Let $p$ be a degree $2$ polynomial with integer coefficients, say $$p(x,y) = Ax^2 + By^2 + Cxy + Dx + Ey + F.$$ I would like to find an algorithm which solves the following:
Problem 1: Given $A,B,C,D,E,F$ determine the smallest possible absolute value that $p(x,y)$ can take with $x,y \in \mathbb Z$.
Does there exists a way to do this? What is an efficient way, algorithmically speaking?
The problem is very simple the form $Ax^2 + By^2 + Cxy$ is positive (or negative) definite. Then, $|p(x,y)|$ takes a minimum over $\mathbb R$, and it will suffice to consider a small number of integer points in the neighbourhood.
Otherwise, (perhaps after multiplying $p$ by some positive integer) one can find a representation of $p(x,y)$ in the form $p(x,y) = (ax + by + c)^2 - d (a'x + b'y + c')^2$, with $d \in \mathbb N$, squarefree and $a,b,c,a',b',c' \in \mathbb Z$. We can now phrase the problem in more fancy terms:
Problem 2: Given $a,b,c,a',b',c'$, determine the least norm of a number $\alpha = k + l \sqrt{d} \in \mathbb Z[\sqrt{d}]$ such where $k = ax + by + c$, $l = a'x + b'y + c'$ for some $x,y \in \mathbb Z$.
The latter is somewhat closer to the original motivation, and gives access to some of the machinery available for quadratic fields.
One possible approach is to list elements of $\mathbb Z [\sqrt{d}]$ in order of increasing norm, up to equivalence modulo an appropriately chosen large integer (which is not a simple task, but is algorithmically feasible as far as I can tell), and then for each $\alpha = k + l \sqrt{d}$ on the list, verify if it takes the desired form. But that's neither elegant, nor very efficient. Are there better ways?
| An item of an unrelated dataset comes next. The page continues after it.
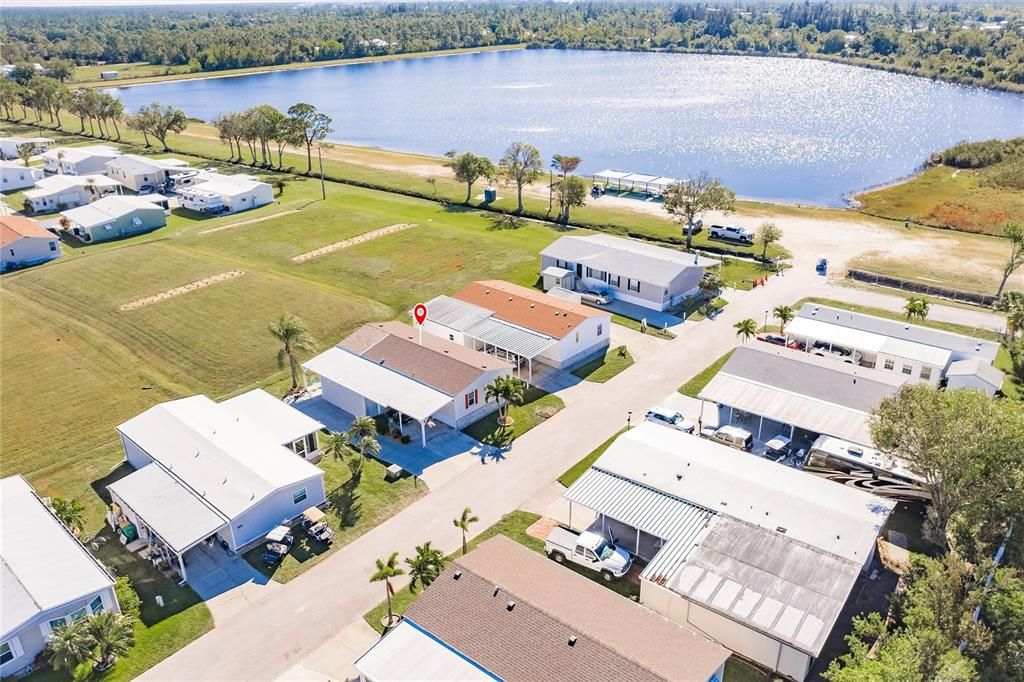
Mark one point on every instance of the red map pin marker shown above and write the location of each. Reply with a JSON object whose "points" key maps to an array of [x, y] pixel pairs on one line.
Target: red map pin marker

The quadratic form $A x^2 + C x y + B y^2$ is positive or negative definite (implying $|p(x,y)| \to \infty$ as $\|(x,y)\| \to \infty$ ) if $C^2 < 4 A B$ and indefinite (implying $p(x,y)$ is not bounded above or below) if $C^2 > 4 AB$. Your statement about "if the leading coefficients have the same sign" is false, e.g. $x^2 + 3 x y + y^2$ has no minimum (try $x = -y$).